The html5lib sanitizer does not necessarily produce well-formed output.
Take some "bad" input, wrap it in a <nowiki> tag and -- bingo! -- you get
ill-formed output.
Fixed. (Though, probably, one should fix the html5lib sanitizer, instead.)
Updated to Rails 2.2.2.
Added a couple more Ruby 1.9 fixes, but that's pretty much at a standstill,
until one gets Maruku and HTML5lib working right under Ruby 1.9.
The new sanitizer seems to work well (cuts the time required
to produce the Instiki Atom feed in half). Our strategy is to
use HTML5lib for <nowiki> content, but to use the new sanitizer
for content that has been processed by Maruku (and hence is
well-formed).
The one broken unit test won't affect us (since it dealt with
very malformed HTML).
Start work (which may not pan out) on a new sanitizer. Right now, it passes
all but 1 of the HTML5lib Sanitizer's unit tests. But it doesn't do much
of anything to ensure well-formedness. This is not an issue for Maruku-processed
content, but it is a concern for <nowiki> blocks.
(One solution would be to use the HTML5lib parser on <nowiki> blocks.)
In any case, this baby is 3 times as fast as the HTML5lib sanitizer.
The "optimization" of using arrays instead of regexps to
implement to_utf8 and is_utf8? (and their brethren) is
actually no faster. Go back to the logically-clearer implementation.
Previously, used a regexp to find and convert named entities in the content.
Now use a more efficient algorithm.
Similar tweak for converting NCRs before checking whether text is valid utf-8.

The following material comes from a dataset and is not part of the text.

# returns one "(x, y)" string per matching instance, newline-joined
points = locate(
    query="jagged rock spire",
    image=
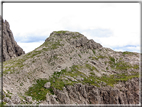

Upgraded to Rails 2.0.2, except that we maintain
vendor/rails/actionpack/lib/action_controller/routing.rb
from Rail 1.2.6 (at least for now), so that Routes don't change. We still
get to enjoy Rails's many new features.
Also fixed a bug in Chunk-handling: disable WikiWord processing in tags (for real this time).
OK. This is a better way: define a custom TreeWalker which converts named entities to utf-8 as it goes. This avoids having to do an extra tree traversal in sanitize_rexml, AND avoids the trainwreck that is html5/inputstream.rb.
My REXML::Element.to_ncr (and REXML::Element.to_utf8) is horribly slow. For long documents, it proves more efficient to serialize to a string, apply String.to_ncr (or String.to_utf8) and then Sanitize the string.